O interrogatório de Monique Medeiros começou por volta das 10h30 desta terça-feira (2) no processo envolvendo Henry Borel. Ela relatou episódios de agressão atribuídos ao padrasto Jairinho antes da morte da criança, em março de 2021, e afirmou que o menino recebia atenção violenta.

Segundo Monique, Henry apresentava sinais de medo e desorientação na madrugada em que foi levado ao hospital Barra D’Or. A criança faleceu às 5h30, após manobras de reanimação intensas, e a mãe deixou claro que, naquela época, acreditava tratar-se de um acidente doméstico, não de violência.

A ré disse ainda que Jairinho costumava dar comprimidos a ela, o que teria feito para que adormecesse e não percebesse a presença de outra pessoa. Ela relatou que observou o padrasto manipulando substâncias na taça de vinho.

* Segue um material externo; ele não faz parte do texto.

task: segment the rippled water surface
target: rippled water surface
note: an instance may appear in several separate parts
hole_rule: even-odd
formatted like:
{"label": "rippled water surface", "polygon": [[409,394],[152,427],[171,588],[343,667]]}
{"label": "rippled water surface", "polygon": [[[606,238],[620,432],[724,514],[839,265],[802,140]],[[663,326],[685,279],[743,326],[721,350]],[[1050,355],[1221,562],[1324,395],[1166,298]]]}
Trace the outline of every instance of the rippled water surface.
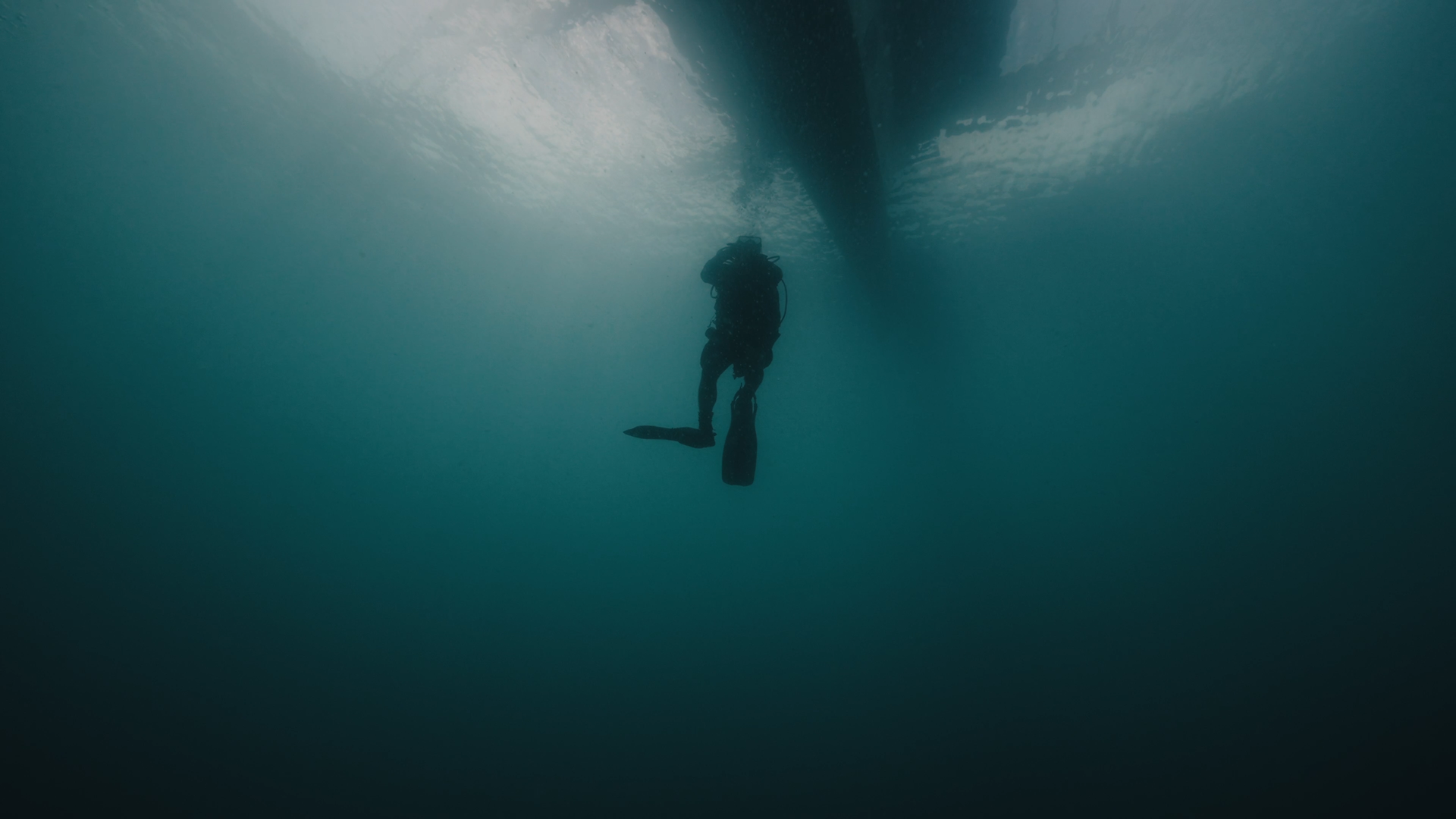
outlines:
{"label": "rippled water surface", "polygon": [[660,9],[0,0],[17,815],[1450,802],[1452,6],[1019,0],[875,283]]}

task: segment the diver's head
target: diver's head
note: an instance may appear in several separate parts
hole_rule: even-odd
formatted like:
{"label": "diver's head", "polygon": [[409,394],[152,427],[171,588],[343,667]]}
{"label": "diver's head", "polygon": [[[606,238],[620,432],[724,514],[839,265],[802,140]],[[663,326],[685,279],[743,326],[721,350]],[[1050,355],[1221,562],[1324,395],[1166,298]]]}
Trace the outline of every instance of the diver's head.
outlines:
{"label": "diver's head", "polygon": [[732,246],[743,255],[760,254],[763,252],[763,239],[757,236],[738,236],[738,240]]}

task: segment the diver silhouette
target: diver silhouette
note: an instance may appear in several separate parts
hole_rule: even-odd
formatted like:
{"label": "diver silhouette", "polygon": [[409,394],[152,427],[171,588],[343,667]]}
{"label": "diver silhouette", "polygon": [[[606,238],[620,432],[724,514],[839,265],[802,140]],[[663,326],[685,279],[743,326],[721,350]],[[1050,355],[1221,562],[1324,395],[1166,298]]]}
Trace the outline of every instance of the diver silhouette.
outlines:
{"label": "diver silhouette", "polygon": [[[703,265],[702,280],[712,284],[713,321],[708,325],[708,344],[699,363],[703,377],[697,383],[696,427],[632,427],[626,434],[639,439],[676,440],[695,449],[713,446],[713,404],[718,402],[718,377],[732,366],[732,376],[743,386],[732,398],[728,437],[724,440],[724,482],[738,487],[753,484],[759,462],[759,385],[763,370],[773,363],[773,342],[785,313],[779,313],[779,284],[783,271],[766,256],[757,236],[738,236]],[[783,303],[788,306],[788,286]]]}

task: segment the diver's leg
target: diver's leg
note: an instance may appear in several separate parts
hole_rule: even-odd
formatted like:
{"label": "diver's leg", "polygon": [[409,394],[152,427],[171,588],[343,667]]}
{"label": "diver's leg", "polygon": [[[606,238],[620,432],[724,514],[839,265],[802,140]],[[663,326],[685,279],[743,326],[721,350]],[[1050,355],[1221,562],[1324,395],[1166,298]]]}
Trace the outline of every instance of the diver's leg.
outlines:
{"label": "diver's leg", "polygon": [[697,428],[712,433],[713,404],[718,404],[718,379],[722,377],[732,360],[716,338],[709,338],[708,344],[703,345],[699,363],[703,366],[703,376],[697,382]]}
{"label": "diver's leg", "polygon": [[759,431],[753,426],[759,405],[754,396],[763,383],[763,370],[745,369],[743,386],[732,396],[732,420],[728,423],[728,437],[724,440],[724,482],[737,487],[753,484],[759,465]]}

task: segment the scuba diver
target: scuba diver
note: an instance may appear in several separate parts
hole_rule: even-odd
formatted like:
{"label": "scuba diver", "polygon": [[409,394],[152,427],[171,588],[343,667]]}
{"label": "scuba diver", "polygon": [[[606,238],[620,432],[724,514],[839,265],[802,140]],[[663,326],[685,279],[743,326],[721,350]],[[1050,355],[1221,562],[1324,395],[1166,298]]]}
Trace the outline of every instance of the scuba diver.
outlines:
{"label": "scuba diver", "polygon": [[[759,434],[753,421],[759,414],[757,392],[763,383],[763,369],[773,363],[773,342],[788,310],[779,313],[779,283],[783,271],[766,256],[757,236],[738,240],[718,251],[703,265],[702,280],[712,284],[715,318],[708,324],[708,344],[700,363],[703,377],[697,383],[696,427],[632,427],[626,434],[638,439],[676,440],[695,449],[713,446],[713,404],[718,401],[718,377],[732,366],[732,376],[743,386],[732,398],[728,437],[724,440],[724,482],[738,487],[753,484],[759,462]],[[788,307],[788,284],[783,303]]]}

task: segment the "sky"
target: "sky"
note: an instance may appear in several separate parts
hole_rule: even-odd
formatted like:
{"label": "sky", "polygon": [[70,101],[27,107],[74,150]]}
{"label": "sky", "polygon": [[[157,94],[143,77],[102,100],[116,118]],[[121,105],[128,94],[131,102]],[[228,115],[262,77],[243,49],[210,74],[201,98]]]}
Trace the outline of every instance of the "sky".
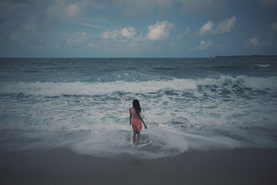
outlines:
{"label": "sky", "polygon": [[277,0],[0,0],[0,57],[277,55]]}

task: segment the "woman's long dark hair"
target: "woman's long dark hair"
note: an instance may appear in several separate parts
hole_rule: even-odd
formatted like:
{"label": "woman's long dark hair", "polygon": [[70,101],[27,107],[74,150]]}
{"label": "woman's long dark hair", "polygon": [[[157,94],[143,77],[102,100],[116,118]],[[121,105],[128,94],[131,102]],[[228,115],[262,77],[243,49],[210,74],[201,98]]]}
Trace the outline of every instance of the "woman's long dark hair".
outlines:
{"label": "woman's long dark hair", "polygon": [[139,102],[137,99],[133,100],[133,107],[136,109],[136,112],[138,114],[141,114],[141,109]]}

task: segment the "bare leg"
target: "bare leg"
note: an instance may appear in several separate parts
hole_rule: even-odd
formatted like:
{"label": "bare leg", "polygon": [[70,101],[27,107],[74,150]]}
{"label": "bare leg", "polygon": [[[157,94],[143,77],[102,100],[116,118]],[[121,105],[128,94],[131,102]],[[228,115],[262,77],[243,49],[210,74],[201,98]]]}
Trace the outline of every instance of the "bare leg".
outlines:
{"label": "bare leg", "polygon": [[133,143],[136,143],[136,130],[133,130],[134,131],[134,134],[133,134]]}
{"label": "bare leg", "polygon": [[141,139],[141,132],[138,131],[136,132],[136,145],[139,145],[139,139]]}

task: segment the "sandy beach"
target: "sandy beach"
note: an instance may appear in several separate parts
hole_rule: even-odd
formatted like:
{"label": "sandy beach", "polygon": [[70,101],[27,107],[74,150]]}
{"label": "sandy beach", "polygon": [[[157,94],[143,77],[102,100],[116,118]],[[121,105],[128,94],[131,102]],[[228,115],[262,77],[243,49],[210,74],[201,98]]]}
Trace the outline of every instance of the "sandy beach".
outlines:
{"label": "sandy beach", "polygon": [[67,149],[1,152],[1,184],[276,184],[277,149],[114,159]]}

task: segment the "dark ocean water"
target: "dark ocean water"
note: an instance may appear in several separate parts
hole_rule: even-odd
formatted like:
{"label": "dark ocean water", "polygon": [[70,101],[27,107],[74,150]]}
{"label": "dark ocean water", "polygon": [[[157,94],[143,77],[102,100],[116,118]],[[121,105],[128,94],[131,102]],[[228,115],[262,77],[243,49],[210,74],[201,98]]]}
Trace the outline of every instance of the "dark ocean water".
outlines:
{"label": "dark ocean water", "polygon": [[[137,98],[148,129],[132,146]],[[277,58],[1,58],[0,149],[107,157],[277,147]]]}

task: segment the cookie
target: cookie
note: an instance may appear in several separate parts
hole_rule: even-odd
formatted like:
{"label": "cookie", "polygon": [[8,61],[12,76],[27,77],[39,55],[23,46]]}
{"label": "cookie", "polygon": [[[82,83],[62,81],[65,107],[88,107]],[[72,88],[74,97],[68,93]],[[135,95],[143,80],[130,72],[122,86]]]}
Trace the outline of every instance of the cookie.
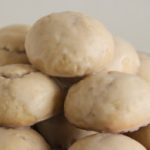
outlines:
{"label": "cookie", "polygon": [[149,100],[150,86],[140,77],[98,73],[69,89],[64,110],[79,128],[118,133],[150,123]]}
{"label": "cookie", "polygon": [[138,70],[138,75],[150,84],[150,54],[139,52],[141,65]]}
{"label": "cookie", "polygon": [[101,133],[75,142],[68,150],[146,150],[137,141],[121,135]]}
{"label": "cookie", "polygon": [[0,128],[0,149],[51,150],[43,137],[30,128]]}
{"label": "cookie", "polygon": [[0,67],[0,126],[33,125],[62,106],[60,88],[46,75],[25,64]]}
{"label": "cookie", "polygon": [[138,131],[128,133],[127,135],[140,142],[147,150],[150,150],[150,125],[140,128]]}
{"label": "cookie", "polygon": [[67,11],[39,19],[27,34],[25,47],[30,62],[42,72],[78,77],[112,60],[114,40],[98,20]]}
{"label": "cookie", "polygon": [[76,128],[63,114],[38,123],[36,128],[52,147],[60,149],[67,149],[77,139],[96,133]]}
{"label": "cookie", "polygon": [[0,66],[29,63],[25,53],[25,36],[28,25],[10,25],[0,29]]}
{"label": "cookie", "polygon": [[114,41],[114,59],[106,70],[136,74],[140,66],[140,60],[135,48],[121,38],[116,37]]}

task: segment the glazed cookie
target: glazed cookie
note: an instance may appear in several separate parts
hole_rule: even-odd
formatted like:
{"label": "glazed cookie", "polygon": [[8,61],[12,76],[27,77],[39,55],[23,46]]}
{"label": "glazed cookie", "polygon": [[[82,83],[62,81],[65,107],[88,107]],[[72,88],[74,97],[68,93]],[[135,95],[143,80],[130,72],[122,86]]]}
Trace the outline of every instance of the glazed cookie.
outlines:
{"label": "glazed cookie", "polygon": [[138,131],[128,133],[128,136],[139,141],[147,150],[150,150],[150,125],[139,129]]}
{"label": "glazed cookie", "polygon": [[140,66],[140,60],[135,48],[121,38],[115,38],[115,56],[107,67],[108,71],[119,71],[135,74]]}
{"label": "glazed cookie", "polygon": [[0,125],[33,125],[61,111],[63,101],[56,83],[30,65],[0,67]]}
{"label": "glazed cookie", "polygon": [[69,89],[65,116],[83,129],[137,130],[150,123],[149,100],[150,86],[140,77],[119,72],[100,73]]}
{"label": "glazed cookie", "polygon": [[137,141],[121,134],[95,134],[75,142],[69,150],[146,150]]}
{"label": "glazed cookie", "polygon": [[138,75],[150,84],[150,55],[139,52],[141,65],[138,70]]}
{"label": "glazed cookie", "polygon": [[0,149],[51,150],[40,134],[30,128],[0,128]]}
{"label": "glazed cookie", "polygon": [[0,66],[29,63],[24,47],[28,30],[27,25],[11,25],[0,29]]}
{"label": "glazed cookie", "polygon": [[36,127],[51,146],[64,149],[67,149],[77,139],[96,133],[74,127],[63,115],[38,123]]}
{"label": "glazed cookie", "polygon": [[36,68],[58,77],[91,74],[108,64],[114,53],[112,35],[103,24],[71,11],[38,20],[28,33],[25,46]]}

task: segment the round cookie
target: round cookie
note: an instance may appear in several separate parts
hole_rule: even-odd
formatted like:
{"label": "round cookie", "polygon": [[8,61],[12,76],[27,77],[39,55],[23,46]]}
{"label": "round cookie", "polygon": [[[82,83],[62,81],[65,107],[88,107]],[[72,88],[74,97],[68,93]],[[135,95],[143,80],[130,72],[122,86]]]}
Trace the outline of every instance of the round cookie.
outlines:
{"label": "round cookie", "polygon": [[0,128],[0,149],[51,150],[41,135],[30,128]]}
{"label": "round cookie", "polygon": [[150,86],[140,77],[107,72],[73,85],[64,110],[67,119],[77,127],[118,133],[150,123],[149,100]]}
{"label": "round cookie", "polygon": [[0,67],[0,125],[33,125],[58,114],[63,106],[61,90],[30,65]]}
{"label": "round cookie", "polygon": [[140,66],[140,60],[135,48],[127,41],[115,38],[115,56],[107,71],[119,71],[135,74]]}
{"label": "round cookie", "polygon": [[138,54],[141,61],[138,75],[150,84],[150,55],[144,52],[139,52]]}
{"label": "round cookie", "polygon": [[102,69],[113,57],[112,35],[96,19],[79,12],[52,13],[27,34],[26,52],[42,72],[77,77]]}
{"label": "round cookie", "polygon": [[75,142],[68,150],[146,150],[137,141],[121,135],[101,133]]}
{"label": "round cookie", "polygon": [[138,131],[128,133],[127,135],[140,142],[147,150],[150,150],[150,125],[140,128]]}
{"label": "round cookie", "polygon": [[0,29],[0,66],[29,63],[25,53],[27,25],[10,25]]}
{"label": "round cookie", "polygon": [[71,125],[63,115],[55,116],[36,125],[37,130],[54,148],[67,149],[77,139],[95,134]]}

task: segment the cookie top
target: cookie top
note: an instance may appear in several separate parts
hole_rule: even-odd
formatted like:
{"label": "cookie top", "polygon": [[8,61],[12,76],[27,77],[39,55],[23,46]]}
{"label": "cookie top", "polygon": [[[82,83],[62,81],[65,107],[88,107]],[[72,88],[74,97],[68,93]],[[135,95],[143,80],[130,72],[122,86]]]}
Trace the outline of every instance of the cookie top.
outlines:
{"label": "cookie top", "polygon": [[107,71],[119,71],[135,74],[140,66],[140,60],[135,48],[127,41],[115,38],[115,55],[106,68]]}
{"label": "cookie top", "polygon": [[140,77],[119,72],[99,73],[69,89],[65,116],[83,129],[136,130],[150,123],[149,99],[150,86]]}
{"label": "cookie top", "polygon": [[28,25],[10,25],[0,29],[0,65],[29,63],[25,54]]}
{"label": "cookie top", "polygon": [[30,62],[42,72],[76,77],[103,68],[113,57],[112,35],[98,20],[79,12],[39,19],[25,41]]}
{"label": "cookie top", "polygon": [[51,150],[40,134],[30,128],[0,128],[0,149]]}
{"label": "cookie top", "polygon": [[68,149],[77,139],[96,133],[76,128],[66,120],[63,114],[40,122],[36,127],[52,147],[60,149]]}
{"label": "cookie top", "polygon": [[127,135],[140,142],[148,150],[150,149],[150,125],[140,128],[138,131],[128,133]]}
{"label": "cookie top", "polygon": [[61,90],[30,65],[0,67],[0,125],[20,127],[47,119],[62,109]]}
{"label": "cookie top", "polygon": [[75,142],[69,150],[146,150],[135,140],[121,135],[101,133],[85,137]]}
{"label": "cookie top", "polygon": [[141,65],[138,70],[138,75],[150,84],[150,54],[138,52]]}

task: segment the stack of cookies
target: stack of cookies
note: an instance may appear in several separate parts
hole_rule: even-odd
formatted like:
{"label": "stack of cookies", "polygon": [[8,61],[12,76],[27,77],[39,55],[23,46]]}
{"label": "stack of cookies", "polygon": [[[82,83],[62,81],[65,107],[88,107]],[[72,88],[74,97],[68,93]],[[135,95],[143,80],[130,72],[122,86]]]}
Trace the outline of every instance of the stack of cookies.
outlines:
{"label": "stack of cookies", "polygon": [[150,55],[80,12],[0,29],[3,150],[150,150]]}

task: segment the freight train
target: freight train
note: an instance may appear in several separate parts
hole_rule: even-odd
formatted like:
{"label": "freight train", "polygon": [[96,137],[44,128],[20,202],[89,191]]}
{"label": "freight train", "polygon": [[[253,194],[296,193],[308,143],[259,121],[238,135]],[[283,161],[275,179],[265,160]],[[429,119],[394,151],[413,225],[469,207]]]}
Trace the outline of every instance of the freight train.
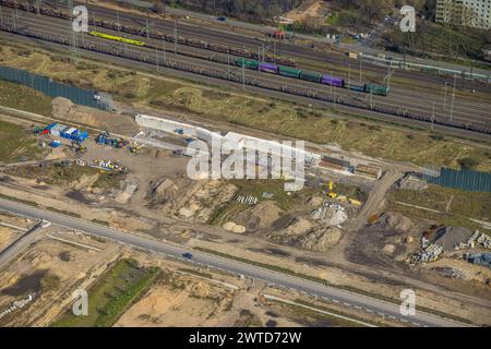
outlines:
{"label": "freight train", "polygon": [[277,74],[282,76],[296,77],[304,81],[310,81],[314,83],[321,83],[324,85],[330,85],[334,87],[348,88],[356,92],[372,93],[374,95],[387,96],[388,87],[378,85],[378,84],[363,84],[354,85],[347,84],[344,79],[335,77],[331,75],[324,75],[316,72],[306,72],[299,69],[276,65],[271,63],[259,62],[256,60],[248,60],[243,58],[236,59],[233,63],[240,68],[247,68],[251,70],[256,70],[264,73]]}
{"label": "freight train", "polygon": [[143,43],[143,41],[127,39],[125,37],[113,36],[113,35],[104,34],[104,33],[94,32],[94,31],[88,32],[88,35],[100,37],[103,39],[115,40],[115,41],[119,41],[119,43],[125,43],[125,44],[131,44],[131,45],[136,45],[136,46],[145,46],[145,43]]}
{"label": "freight train", "polygon": [[[14,0],[0,0],[0,4],[5,5],[8,8],[12,8],[12,9],[37,13],[37,7],[35,7],[32,3],[23,3],[23,2],[19,2],[19,1],[14,1]],[[72,16],[69,15],[69,13],[67,11],[63,11],[61,9],[59,10],[59,9],[40,7],[39,13],[43,15],[63,19],[63,20],[72,19]],[[148,33],[146,33],[145,31],[142,31],[141,27],[135,27],[133,25],[127,25],[127,24],[118,25],[118,23],[111,22],[108,20],[89,17],[88,24],[96,26],[96,27],[106,28],[106,29],[120,31],[122,33],[127,33],[130,35],[149,37],[152,39],[157,39],[157,40],[164,39],[168,43],[175,43],[177,39],[177,43],[179,45],[197,47],[197,48],[202,48],[202,49],[206,49],[206,50],[215,51],[215,52],[229,53],[231,56],[244,57],[244,58],[250,58],[250,59],[259,59],[260,58],[258,52],[252,52],[244,48],[230,47],[230,46],[226,46],[226,45],[221,45],[221,44],[206,43],[203,40],[187,38],[183,36],[178,36],[176,38],[175,35],[164,34],[160,31],[148,31]],[[287,65],[287,67],[296,65],[296,62],[294,60],[285,58],[285,57],[273,57],[271,55],[264,55],[263,59],[266,62],[277,62],[278,64],[283,64],[283,65]]]}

Monique comentou a acusação de que a babá Thayná Ferreira apagou mensagens. Ela afirmou não ter autorizado tais ações e apontou a irmã de Jairinho, Thalita, como possível responsável. A mãe de Henry reforçou que familiares próximos trabalhavam para a família do ex-deputado Coronel Jairo.

Durante o interrogatório, Monique relatou episódios de agressão desde o início do relacionamento com Jairinho, incluindo relatos de golpes e confrontos que teriam ocorrido em novembro de 2020. Ela relatou mudanças no comportamento de Henry, que passou a demonstrar tristeza, vômitos e tremores na presença do padrasto.

A relação entre Henry e Jairinho teria se deteriorado após um episódio de contato físico considerado invasivo pelo pai da criança. Monique disse que houve um pedido de afastamento de abraços em relação a Henry, seguido de um aperto de mão entre as partes.

A mãe afirmou que não recebeu aviso da babá sobre agressões no início de fevereiro de 2021, e chorou ao descrever a dificuldade de entender o que ocorria com o filho naquela época. Ela explicou que, na época, não havia informações claras sobre os sinais de maus-tratos.

Segundo Monique, Henry inicialmente gostava de Jairinho, que costumava presentear o garoto. A mãe relatou uma mudança de comportamento após um suposto abraço forte do padrasto no fim de janeiro de 2021, o que teria afastado o menino do relacionamento com Jairinho.

A defesa de Monique contesta a prioridade do interrogatório, afirmando que a ex-namorada pode esclarecer pontos relevantes para o caso. O pedido foi aceito pela Justiça, que definiu o cronograma de oitiva entre as partes, com Jairinho a ser ouvido após Monique.

Ao longo do julgamento, já foram ouvidas 22 testemunhas, entre acusaçao, defesa e peritos. O conjunto de depoimentos busca esclarecer a cronologia de eventos que culminaram na morte de Henry, em 2021, e a eventual responsabilização dos envolvidos.

A fase de debates está prevista para começar após os interrogatórios. A acusação e as defesas terão um tempo equivalente para sustentar seus argumentos diante dos jurados, com a decisão a depender da avaliação dos quesitos pelos sete jurados do Conselho de Sentença.